If you are looking for some of that Joe vs. Cobra action we’ve all loved over the years, you won’t find it here. After the initial shoot-out with “insurgents” as they were called, most of the action from there involves the team battling some of Cobra’s monstrous creations. One of those fights has them engaging a giant snake in the middle of the city.
King Cobra, or Cobra Commander if you choose, is not without his followers as he has a loyal legion of Vipers. They all have a uniform look (as they should) consisting of bald heads and long jackets. The evil entity isn’t short on star power either with Baroness and Dr. Mindbender getting in on the action. Nemesis Enforcer, who made his debut in the 1987 Joe movie, makes a surprising appearance here.
The G.I. Joe franchise has maintained its large fan-base over the years due to several reasons, one of which is the extensive roster the team has built. But, as many readers would likely prefer, a smaller group of characters prevents a story from becoming too packed and unfocused. With a smaller group, you can explore their personalities better than with a larger squad. However, you really won’t get that too much here. But we do get a glimpse at several connections between members of the team.

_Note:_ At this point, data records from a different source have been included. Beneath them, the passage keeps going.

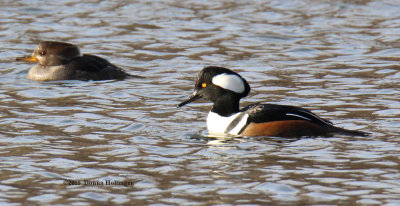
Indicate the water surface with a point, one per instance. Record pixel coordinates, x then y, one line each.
337 58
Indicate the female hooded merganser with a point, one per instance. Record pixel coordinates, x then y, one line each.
64 61
225 88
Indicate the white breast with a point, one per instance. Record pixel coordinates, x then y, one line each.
219 124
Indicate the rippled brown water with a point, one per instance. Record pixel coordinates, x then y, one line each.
337 58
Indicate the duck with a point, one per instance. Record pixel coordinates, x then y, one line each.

This edition of Future Noir collects the two volumes, previously published individually, into one book. Andy Schmidt handled the writing duties and Giacomo Bevilacqua took care of the art. Robbie Robbins and Dave Sharpe lettered this Joe tale. Upon handling the book, you’ll notice it doesn't read as manga typically do. It reads in the more Eastern fashion of left to right. My guess would be the creators decided against the standard presentation to entice Joe fans to read manga, but maintained the visual style in hope that manga fans would try an American property. The latter group will be right at home as Bevilacqua’s style matches that which manga fans have appreciated.
I picked this up because I have been a longtime G.I. Joe fan and was curious about it receiving the manga touch. I wasn’t feeling the story at all and would not recommend this book. I am quite sure my love for the franchise is what carried me through this story.
I give Future Noir 1 out 5 stars.
G.I. Joe: Future Noir was purchased with my own funds.